Nor is there any agreement in the record to support the plaintiff's request for 12% contractual interest. Rather, statutory interest of 9% is awarded from May 30, 2018. While interest may be computed "from the earliest ascertainable date the cause of action existed", where, as here, "damages were incurred at various times", interest may be computed "upon all of the damages from a single reasonable intermediate date." CPLR 5001(b). Since the unpaid invoices span a five-year period just prior to commencement of the action, the date that approximates 2 /1/2 years from the first unpaid invoice is June 1,2018. See Maurice Kassimir & Assocs., P.C. v Omri, 189 A.D.3d 581 (1st Dept. 2020); Solow Mgmt.
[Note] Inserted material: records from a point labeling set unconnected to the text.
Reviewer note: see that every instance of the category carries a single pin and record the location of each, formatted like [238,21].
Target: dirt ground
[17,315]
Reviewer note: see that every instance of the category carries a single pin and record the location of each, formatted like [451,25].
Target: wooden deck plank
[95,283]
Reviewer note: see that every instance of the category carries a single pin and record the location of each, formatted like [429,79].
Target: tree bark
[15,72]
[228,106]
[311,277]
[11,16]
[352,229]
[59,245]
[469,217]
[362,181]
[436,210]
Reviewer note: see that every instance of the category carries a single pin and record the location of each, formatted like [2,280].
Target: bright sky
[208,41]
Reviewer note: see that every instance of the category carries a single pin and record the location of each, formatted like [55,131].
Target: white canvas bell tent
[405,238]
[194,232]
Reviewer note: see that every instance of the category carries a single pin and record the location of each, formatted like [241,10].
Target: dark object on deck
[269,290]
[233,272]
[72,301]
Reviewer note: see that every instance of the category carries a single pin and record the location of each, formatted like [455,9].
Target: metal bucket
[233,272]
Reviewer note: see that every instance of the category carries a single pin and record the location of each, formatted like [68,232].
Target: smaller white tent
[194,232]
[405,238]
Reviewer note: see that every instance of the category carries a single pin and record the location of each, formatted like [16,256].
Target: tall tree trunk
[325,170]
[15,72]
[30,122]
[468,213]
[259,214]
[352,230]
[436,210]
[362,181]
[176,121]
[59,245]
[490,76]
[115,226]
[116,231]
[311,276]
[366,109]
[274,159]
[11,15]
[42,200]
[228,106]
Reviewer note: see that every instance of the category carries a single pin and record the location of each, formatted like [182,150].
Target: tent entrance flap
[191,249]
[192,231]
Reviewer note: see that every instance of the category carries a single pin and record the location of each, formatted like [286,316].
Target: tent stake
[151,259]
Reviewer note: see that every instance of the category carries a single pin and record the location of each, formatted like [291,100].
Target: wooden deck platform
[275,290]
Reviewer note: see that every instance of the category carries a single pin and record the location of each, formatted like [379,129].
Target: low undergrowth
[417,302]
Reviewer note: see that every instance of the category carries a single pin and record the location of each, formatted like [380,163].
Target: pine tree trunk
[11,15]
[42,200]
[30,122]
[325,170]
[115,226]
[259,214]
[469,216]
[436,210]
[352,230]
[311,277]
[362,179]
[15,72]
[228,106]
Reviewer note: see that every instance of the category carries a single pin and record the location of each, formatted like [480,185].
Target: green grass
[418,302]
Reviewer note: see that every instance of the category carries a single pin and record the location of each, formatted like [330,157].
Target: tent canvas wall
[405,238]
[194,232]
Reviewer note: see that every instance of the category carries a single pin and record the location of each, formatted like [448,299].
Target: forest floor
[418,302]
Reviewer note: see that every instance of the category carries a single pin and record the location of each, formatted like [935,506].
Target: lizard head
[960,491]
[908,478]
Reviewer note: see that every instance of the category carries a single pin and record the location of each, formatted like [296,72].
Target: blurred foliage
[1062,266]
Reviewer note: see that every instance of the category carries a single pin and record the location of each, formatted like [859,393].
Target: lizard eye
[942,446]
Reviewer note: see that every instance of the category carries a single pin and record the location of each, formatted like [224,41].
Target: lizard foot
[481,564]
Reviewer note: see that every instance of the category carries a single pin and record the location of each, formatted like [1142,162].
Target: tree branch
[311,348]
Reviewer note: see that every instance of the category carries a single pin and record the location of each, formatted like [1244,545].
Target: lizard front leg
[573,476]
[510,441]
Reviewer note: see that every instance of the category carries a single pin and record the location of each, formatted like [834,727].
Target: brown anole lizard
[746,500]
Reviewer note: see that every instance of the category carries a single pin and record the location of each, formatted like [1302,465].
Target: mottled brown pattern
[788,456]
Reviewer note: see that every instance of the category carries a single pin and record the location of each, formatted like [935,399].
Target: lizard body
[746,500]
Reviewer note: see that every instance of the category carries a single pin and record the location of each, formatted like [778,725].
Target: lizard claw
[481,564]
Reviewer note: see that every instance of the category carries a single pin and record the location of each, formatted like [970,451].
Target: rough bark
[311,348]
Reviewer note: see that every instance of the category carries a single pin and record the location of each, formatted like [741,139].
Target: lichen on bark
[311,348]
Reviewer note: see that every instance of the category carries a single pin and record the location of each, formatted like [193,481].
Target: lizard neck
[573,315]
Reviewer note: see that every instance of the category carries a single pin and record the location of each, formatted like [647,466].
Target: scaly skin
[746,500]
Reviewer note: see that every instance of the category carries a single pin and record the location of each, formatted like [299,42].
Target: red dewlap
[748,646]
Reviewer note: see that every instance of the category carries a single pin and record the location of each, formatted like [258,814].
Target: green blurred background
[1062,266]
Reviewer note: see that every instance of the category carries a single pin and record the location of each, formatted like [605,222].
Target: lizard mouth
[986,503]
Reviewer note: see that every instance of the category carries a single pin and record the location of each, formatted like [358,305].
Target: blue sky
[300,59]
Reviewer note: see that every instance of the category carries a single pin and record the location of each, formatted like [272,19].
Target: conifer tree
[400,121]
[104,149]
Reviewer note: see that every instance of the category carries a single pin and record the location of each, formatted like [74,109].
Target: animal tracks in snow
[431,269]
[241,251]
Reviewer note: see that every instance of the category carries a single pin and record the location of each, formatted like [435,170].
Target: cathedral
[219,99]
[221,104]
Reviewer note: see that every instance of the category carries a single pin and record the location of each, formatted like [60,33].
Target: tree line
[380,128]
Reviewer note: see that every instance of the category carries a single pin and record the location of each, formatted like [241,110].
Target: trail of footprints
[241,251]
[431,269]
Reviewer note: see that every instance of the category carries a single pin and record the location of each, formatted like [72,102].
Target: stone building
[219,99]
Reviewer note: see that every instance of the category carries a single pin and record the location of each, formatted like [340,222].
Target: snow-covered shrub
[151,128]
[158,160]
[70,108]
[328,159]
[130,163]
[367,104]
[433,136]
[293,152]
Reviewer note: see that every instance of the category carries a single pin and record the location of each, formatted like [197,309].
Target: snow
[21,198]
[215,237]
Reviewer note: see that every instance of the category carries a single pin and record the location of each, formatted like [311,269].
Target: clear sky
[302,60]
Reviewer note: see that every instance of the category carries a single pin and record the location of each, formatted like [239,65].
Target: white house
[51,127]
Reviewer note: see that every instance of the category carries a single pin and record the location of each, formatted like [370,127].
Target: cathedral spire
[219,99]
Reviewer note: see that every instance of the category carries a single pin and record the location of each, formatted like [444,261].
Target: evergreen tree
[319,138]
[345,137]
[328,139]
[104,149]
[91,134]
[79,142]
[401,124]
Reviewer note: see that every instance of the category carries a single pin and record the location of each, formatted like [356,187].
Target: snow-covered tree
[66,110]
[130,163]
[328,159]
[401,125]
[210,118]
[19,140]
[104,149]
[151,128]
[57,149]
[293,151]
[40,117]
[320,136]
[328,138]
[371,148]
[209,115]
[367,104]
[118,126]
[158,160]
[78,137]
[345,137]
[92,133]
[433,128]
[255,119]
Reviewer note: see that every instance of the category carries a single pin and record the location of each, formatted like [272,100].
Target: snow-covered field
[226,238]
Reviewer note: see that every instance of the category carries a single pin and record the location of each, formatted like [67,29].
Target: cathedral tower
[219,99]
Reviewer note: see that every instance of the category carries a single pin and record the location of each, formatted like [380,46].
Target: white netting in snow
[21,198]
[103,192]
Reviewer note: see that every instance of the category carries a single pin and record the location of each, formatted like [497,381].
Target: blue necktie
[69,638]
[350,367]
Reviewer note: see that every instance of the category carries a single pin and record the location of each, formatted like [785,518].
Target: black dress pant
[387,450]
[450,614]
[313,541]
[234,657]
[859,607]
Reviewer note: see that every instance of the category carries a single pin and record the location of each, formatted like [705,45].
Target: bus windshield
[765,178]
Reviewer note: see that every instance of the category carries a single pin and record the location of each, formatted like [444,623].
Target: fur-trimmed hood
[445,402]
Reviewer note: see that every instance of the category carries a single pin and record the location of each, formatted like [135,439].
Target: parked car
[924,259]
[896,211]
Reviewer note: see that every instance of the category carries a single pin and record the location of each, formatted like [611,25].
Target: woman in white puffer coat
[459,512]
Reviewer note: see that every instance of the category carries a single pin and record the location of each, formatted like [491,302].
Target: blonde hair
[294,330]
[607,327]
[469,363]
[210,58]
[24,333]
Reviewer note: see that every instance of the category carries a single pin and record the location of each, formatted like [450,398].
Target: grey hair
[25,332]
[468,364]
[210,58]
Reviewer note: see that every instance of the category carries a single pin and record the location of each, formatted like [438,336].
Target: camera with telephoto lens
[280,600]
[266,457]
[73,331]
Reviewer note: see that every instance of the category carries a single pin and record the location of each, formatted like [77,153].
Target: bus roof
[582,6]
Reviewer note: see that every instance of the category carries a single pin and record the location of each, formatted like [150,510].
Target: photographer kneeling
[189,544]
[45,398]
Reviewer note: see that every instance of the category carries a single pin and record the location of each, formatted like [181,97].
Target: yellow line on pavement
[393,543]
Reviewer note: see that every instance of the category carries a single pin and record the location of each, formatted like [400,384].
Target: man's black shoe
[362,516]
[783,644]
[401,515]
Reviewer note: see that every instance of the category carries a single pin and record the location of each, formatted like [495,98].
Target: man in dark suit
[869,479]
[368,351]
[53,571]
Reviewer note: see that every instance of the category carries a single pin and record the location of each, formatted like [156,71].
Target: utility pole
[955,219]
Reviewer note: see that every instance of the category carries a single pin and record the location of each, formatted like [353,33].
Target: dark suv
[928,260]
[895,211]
Corp, v Tanger, 43 A.D.3d 691 (1st Dept. 2007).
Accordingly, it is
ORDERED that the plaintiff's motion, pursuant to CPLR 2221(e), to renew its prior motion for leave to enter a default judgment against the defaulting defendants and, upon renewal, pursuant to CPLR 3215, for leave to enter a default judgment, is granted, without opposition; and it is further
ORDERED that the Clerk of the court shall enter a money judgment in favor of the plaintiff and against defendants David Kushner, Paradigm Credit Corp., Paradigm Capital Group, LLC, Paradigm Capital Funding LLC, Mercury Credit Corp., Paradigm CF Corp, f/k/a Mercury Capital Corp., Paradigm Monroe Center III LLC, Paradigm Exchange LLC, Exchange Partners Group LLC, PCF Exchange LLC, Paradigm Elizabeth, LLC, Paradigm East Hanover LLC, East Hanover Partners LLC, Tulipan Industry &Sons LLC, and NOMG Limited Partnership, jointly and severally, in the sum of $444,640.81; plus costs and statutory interest from June 1,2018, and it is further
ORDERED that the Clerk shall mark the file accordingly.
This constitutes the Decision and Order of the court.